Alors, à quoi bon cette chronique ? Simplement, parce qu’il faut payer ses dettes. Ce qui nous a apporté de la jouissance (et pas seulement du plaisir) doit être glorifié d’une manière ou d’une autre. Pour se montrer à la hauteur, il est nécessaire de trouver une monnaie d’échange qui ne soit pas de singe. Prendre du champ pour élargir l’horizon. C’est ce qu’on va tenter, modestement, ici. Avec les quelques risques que cela suppose.

Notons d’abord que Cowboy Henk (achevé d’imprimer en mars 2013 pour le compte du FRMK) est davantage une redécouverte qu’une découverte — sauf pour les plus jeunes. Je me souviens qu’en 1986, après avoir picoré ici et là, dans divers journaux, quelques fragments désordonnés de l’œuvre de Kama/Seele, je m’étais procuré en librairie un album intitulé Maurice le Cowboy (Albin Michel, traduction : Willem). Cet ouvrage (édité de manière assez cheap) proposait pour l’essentiel une longue histoire (Les offreurs de chevaux) d’une singularité absolue, hors norme, à la fois subtile et brute, irracontable comme toute bonne histoire peut l’être (vous ne pouvez l’apprécier pleinement que sous sa forme, proprement inimitable). Maurice le Cowboy, c’était un peu Tintin en Amérique, projeté sur l’autre scène (ce théâtre des opérations de l’inconscient) — la ligne hergéenne, encore «primitive», subissant diverses attaques : altérations tant graphiques que verbales que les commentateurs les plus pressés qualifieront d’«absurdes», de «nonsensiques», de «surréalistes» (et autres adjectifs qui finissent par ne plus rien signifier à force d’être employés abusivement à propos de tout et n’importe quoi).
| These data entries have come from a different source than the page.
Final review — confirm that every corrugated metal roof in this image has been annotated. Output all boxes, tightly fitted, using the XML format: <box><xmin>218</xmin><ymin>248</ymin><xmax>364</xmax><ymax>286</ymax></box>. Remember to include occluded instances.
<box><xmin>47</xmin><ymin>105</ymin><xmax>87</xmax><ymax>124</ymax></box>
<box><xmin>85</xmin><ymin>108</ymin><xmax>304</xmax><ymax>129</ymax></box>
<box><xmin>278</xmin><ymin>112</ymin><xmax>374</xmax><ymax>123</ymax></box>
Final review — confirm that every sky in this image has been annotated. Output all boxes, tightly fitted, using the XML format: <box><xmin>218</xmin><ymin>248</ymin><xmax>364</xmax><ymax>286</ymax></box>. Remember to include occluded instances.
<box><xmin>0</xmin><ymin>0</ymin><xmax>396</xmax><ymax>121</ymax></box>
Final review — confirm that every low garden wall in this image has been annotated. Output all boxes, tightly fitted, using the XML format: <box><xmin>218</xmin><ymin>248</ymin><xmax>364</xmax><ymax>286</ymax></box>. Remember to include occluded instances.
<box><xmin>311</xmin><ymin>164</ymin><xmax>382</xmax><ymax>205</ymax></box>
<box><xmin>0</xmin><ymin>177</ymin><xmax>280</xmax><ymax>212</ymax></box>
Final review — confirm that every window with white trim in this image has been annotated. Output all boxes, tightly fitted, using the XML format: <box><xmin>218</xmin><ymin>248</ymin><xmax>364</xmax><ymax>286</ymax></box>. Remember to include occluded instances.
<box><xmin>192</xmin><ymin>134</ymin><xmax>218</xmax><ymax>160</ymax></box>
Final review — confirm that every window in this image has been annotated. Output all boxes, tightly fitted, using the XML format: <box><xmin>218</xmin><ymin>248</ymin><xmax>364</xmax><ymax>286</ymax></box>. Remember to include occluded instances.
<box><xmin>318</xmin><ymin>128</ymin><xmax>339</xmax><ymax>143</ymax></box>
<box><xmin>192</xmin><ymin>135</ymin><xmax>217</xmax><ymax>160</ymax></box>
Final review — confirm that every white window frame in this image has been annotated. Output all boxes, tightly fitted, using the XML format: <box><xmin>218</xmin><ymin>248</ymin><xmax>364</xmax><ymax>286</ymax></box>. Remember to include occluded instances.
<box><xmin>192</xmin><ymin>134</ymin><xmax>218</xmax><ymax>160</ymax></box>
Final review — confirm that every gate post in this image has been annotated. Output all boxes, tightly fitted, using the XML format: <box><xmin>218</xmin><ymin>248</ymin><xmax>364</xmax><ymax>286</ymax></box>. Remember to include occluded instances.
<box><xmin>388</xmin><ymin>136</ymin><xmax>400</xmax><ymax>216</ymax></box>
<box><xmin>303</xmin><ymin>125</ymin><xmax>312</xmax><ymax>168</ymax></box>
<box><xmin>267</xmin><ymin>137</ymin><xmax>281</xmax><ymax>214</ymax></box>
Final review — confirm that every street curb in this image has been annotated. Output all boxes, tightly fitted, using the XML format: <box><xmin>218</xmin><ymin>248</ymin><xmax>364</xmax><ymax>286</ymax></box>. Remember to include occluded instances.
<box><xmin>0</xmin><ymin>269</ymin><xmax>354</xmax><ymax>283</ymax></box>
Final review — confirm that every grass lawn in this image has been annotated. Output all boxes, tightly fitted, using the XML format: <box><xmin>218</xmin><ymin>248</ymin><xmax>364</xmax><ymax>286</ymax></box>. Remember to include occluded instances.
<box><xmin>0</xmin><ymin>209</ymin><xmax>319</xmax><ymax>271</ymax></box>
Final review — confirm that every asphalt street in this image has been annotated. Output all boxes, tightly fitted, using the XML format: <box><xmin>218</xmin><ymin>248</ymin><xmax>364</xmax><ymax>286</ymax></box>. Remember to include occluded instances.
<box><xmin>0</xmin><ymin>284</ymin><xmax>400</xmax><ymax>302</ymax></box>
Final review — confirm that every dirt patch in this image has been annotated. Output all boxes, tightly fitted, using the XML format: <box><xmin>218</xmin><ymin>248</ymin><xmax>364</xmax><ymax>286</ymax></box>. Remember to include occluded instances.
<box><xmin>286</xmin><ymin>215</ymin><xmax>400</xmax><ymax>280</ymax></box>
Même si ces pages des années 80 paraissent toujours fraîches, délicieusement inactuelles, et peuvent se relire quasiment ad lib, nous étions en manque depuis plus d’un quart de siècle — en attente de nouvelles de ce Cowboy Maurice (hommage au créateur de Lucky Luke ?) dont nous ignorions jusqu’à ces derniers temps le prénom d’origine, n’ayant guère de connections avec l’agitation culturelle flamande (sinon de loin, par le truchement de traductions souvent approximatives). Ce prénom, le FRMK a la bonne idée de s’abstenir de le franciser (il faut signaler au passage qu’avant d’être ironiquement rebaptisé Maurice, Henk a d’abord été introduit chez nous sous le nom de Cowboy Jean, notamment en 83/84 dans Le petit psikopat illustré).

Il est temps maintenant de faire l’éloge du FRMK, une des trois ou quatre maisons d’édition qui ne fait aucun faux pas. On peut être plus ou moins sensible à leur production, cette suite discrète de livres rares et beaux, mais force est de constater la grande rigueur de leur cheminement : ils savent ce qu’ils veulent faire et le font bien. Qu’ajouter à cela ? Peut-être que cette édition de Cowboy Henk (qui suit, selon la chronologie des publications du FRMK, l’extraordinaire Fils du roi d’Éric Lambé) est une relative surprise, l’humour n’étant pas, jusqu’à présent, le propre de cette maison d’édition (quoique…, si on lit attentivement Démoniak…).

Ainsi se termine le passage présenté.